Segundo o processo, a ré deixou um bar onde havia assistido à partida da Seleção e passou a conduzir o veículo em alta velocidade. Ela perdeu o controle da direção, invadiu a faixa contrária e avançou sobre a calçada, onde atingiu o ciclista. A vítima sofreu ferimentos graves, incluindo fraturas e traumatismo craniano.
Detalhes do acidente e fuga
Após o atropelamento, a motorista continuou dirigindo por aproximadamente 400 metros e colidiu contra uma guarita. Em seguida, abandonou o automóvel sem prestar assistência à vítima. A defesa alegou que a mulher enfrentava uma crise de labirintite, mas a juíza Maisa Leite rejeitou a versão por falta de comprovação no processo.

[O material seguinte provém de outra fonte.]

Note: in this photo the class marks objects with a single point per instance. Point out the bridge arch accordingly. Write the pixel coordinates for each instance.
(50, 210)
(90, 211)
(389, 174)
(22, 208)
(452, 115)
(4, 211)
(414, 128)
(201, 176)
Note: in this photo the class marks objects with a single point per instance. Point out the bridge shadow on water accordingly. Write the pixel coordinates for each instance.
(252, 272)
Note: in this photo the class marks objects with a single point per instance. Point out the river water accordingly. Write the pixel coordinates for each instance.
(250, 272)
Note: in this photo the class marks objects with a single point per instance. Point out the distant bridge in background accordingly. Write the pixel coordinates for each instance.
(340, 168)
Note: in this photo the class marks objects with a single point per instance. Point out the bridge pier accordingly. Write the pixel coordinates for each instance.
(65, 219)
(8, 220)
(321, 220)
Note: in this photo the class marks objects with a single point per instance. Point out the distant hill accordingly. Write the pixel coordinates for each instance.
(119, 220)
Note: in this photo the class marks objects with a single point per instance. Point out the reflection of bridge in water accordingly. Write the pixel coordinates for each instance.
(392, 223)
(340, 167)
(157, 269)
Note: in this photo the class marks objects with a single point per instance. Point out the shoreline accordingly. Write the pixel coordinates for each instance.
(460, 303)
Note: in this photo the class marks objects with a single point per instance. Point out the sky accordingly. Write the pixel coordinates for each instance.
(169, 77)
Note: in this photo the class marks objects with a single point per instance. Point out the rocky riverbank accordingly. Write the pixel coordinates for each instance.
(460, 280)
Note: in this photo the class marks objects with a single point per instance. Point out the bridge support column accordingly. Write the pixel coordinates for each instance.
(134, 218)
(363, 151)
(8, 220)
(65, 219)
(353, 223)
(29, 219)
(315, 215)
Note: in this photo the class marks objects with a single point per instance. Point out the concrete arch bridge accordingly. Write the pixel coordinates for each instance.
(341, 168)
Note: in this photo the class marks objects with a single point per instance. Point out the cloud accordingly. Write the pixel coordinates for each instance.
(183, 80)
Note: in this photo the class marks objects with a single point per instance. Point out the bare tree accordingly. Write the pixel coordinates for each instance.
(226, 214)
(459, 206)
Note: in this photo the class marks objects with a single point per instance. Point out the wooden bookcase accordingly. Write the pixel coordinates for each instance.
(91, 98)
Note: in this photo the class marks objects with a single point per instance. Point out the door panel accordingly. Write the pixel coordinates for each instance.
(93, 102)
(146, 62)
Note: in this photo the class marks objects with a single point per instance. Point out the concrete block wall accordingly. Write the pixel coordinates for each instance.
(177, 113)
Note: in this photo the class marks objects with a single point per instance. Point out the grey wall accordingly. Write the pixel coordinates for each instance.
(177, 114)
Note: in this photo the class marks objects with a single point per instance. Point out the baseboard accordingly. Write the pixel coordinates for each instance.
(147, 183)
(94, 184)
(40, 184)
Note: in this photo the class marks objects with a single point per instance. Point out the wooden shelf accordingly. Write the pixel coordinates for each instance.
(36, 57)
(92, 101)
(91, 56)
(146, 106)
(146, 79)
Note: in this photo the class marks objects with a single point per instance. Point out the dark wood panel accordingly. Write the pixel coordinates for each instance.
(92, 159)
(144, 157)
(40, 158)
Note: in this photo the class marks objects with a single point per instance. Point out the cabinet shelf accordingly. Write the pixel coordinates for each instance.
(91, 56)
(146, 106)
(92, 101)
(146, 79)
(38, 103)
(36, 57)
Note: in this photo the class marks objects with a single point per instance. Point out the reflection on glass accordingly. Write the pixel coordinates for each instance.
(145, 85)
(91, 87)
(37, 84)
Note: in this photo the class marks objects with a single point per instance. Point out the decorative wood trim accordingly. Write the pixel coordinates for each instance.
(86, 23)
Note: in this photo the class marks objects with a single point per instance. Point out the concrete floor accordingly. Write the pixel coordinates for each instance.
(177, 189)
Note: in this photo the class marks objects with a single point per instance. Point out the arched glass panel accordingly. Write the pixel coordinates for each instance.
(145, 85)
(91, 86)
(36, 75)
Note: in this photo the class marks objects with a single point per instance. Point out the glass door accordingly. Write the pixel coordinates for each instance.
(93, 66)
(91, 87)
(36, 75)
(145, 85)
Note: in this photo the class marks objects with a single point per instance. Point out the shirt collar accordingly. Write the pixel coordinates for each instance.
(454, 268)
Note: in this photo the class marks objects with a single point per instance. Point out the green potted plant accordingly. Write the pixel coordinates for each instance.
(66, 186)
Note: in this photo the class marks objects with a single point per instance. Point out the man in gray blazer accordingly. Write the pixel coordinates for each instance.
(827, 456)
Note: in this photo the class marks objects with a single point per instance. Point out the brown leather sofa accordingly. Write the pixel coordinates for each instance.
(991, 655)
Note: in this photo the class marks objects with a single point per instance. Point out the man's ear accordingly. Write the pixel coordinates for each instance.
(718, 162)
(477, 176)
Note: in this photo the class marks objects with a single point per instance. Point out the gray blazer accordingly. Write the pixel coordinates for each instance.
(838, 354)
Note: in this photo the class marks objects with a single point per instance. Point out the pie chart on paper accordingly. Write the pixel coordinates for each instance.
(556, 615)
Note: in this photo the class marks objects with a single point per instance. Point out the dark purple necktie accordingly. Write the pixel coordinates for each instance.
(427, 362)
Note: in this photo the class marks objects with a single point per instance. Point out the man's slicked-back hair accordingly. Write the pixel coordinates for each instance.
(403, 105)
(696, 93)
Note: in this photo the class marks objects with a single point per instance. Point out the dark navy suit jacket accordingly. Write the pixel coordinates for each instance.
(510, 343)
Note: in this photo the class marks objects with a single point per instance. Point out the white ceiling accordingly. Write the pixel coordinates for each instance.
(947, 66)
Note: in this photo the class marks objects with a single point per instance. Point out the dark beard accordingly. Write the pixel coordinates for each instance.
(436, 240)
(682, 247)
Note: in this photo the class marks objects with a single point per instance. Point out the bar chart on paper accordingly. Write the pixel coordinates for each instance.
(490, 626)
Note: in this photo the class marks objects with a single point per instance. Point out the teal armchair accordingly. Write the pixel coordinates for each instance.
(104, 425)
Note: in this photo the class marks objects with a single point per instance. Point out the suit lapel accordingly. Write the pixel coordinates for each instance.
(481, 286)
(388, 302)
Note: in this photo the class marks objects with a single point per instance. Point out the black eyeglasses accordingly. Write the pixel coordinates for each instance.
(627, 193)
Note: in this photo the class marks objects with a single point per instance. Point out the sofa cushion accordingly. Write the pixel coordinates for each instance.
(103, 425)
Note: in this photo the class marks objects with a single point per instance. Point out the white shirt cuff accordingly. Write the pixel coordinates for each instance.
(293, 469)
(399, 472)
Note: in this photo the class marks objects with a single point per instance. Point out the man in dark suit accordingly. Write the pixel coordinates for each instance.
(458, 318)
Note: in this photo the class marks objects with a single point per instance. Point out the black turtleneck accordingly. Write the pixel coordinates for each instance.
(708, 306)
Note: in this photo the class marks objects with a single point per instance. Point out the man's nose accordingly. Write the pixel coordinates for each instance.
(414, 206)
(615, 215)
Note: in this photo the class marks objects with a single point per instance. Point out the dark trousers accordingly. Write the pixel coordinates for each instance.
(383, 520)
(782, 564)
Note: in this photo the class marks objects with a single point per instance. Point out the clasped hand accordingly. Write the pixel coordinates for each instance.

Justificativa da condenação
A magistrada destacou que a ré havia permanecido em um estabelecimento onde ocorria consumo de bebida alcoólica e apresentava sinais compatíveis com comprometimento psicomotor. Sobre a fuga, afirmou que “o comportamento pós-acidente da ré evidencia […] intenção deliberada de se subtrair à responsabilização penal”.
A juíza também afastou o argumento de que a motorista não teria condições físicas de ajudar o ciclista ou que teria sido impedida por populares. Para a Justiça, a distância percorrida depois do atropelamento e o abandono do veículo demonstraram a intenção de evitar a constatação de seu estado pelas autoridades. Cabe recurso contra a sentença.